Sex Differences and Eye Contact in Negotiation: Combining Perspectives from Neurobiological and Communication Domains
24 Pages Posted: 25 Oct 2004
Date Written: June 15, 2004
This paper deals with sex differences in negotiations. Many claims have been made about males outperforming females in negotiations. However, much of this research does not account for the contextual factors involved. In the present study, we replicate prior effects on the 'sex gap' in negotiations and demonstrate that by making certain communication aspects more or less salient sex differences can be bridged. Our findings suggest that making eye contact a more important aspect of the negotiation process enables females to attain a shared understanding and thereby increased performance. Whereas such a process was observed in males irrespective of the availability of eye contact, understanding among female dyads benefited significantly from making eye contact.

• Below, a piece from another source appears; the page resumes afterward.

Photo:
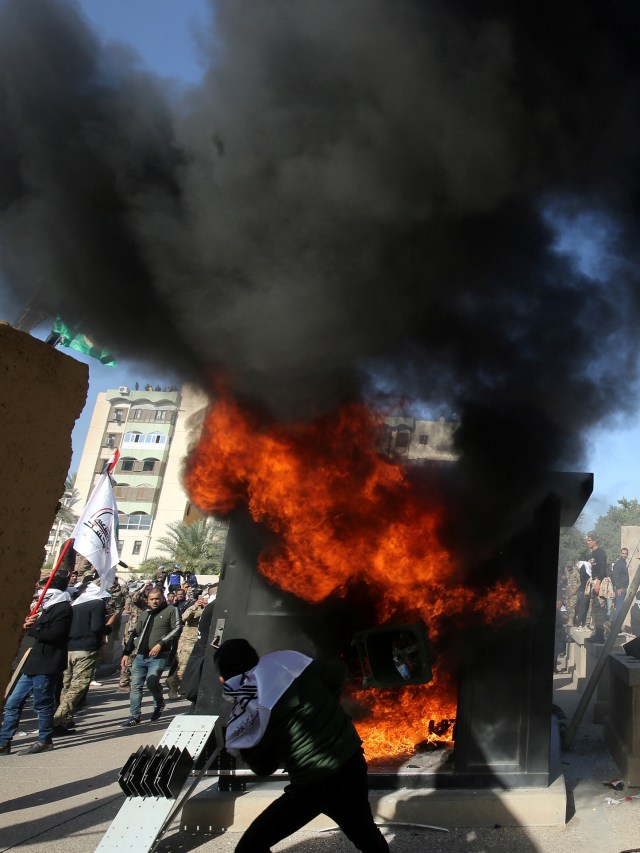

The increased understanding was also accompanied by changes in interpersonal liking. Our results suggest that both males and females follow different routes towards their outcomes: Whereas males seem to perform slightly better in general, the availability of eye contact informs females about the other person involved, thereby fostering a shared understanding, which in turn leads to better negotiation outcomes. In our discussion, we propose a possible neurobiological basis for these sex differences, arguing that females process eye contact and the (affective) visual information that goes with it differently than males do and follow different routes in attaining successful negotiations.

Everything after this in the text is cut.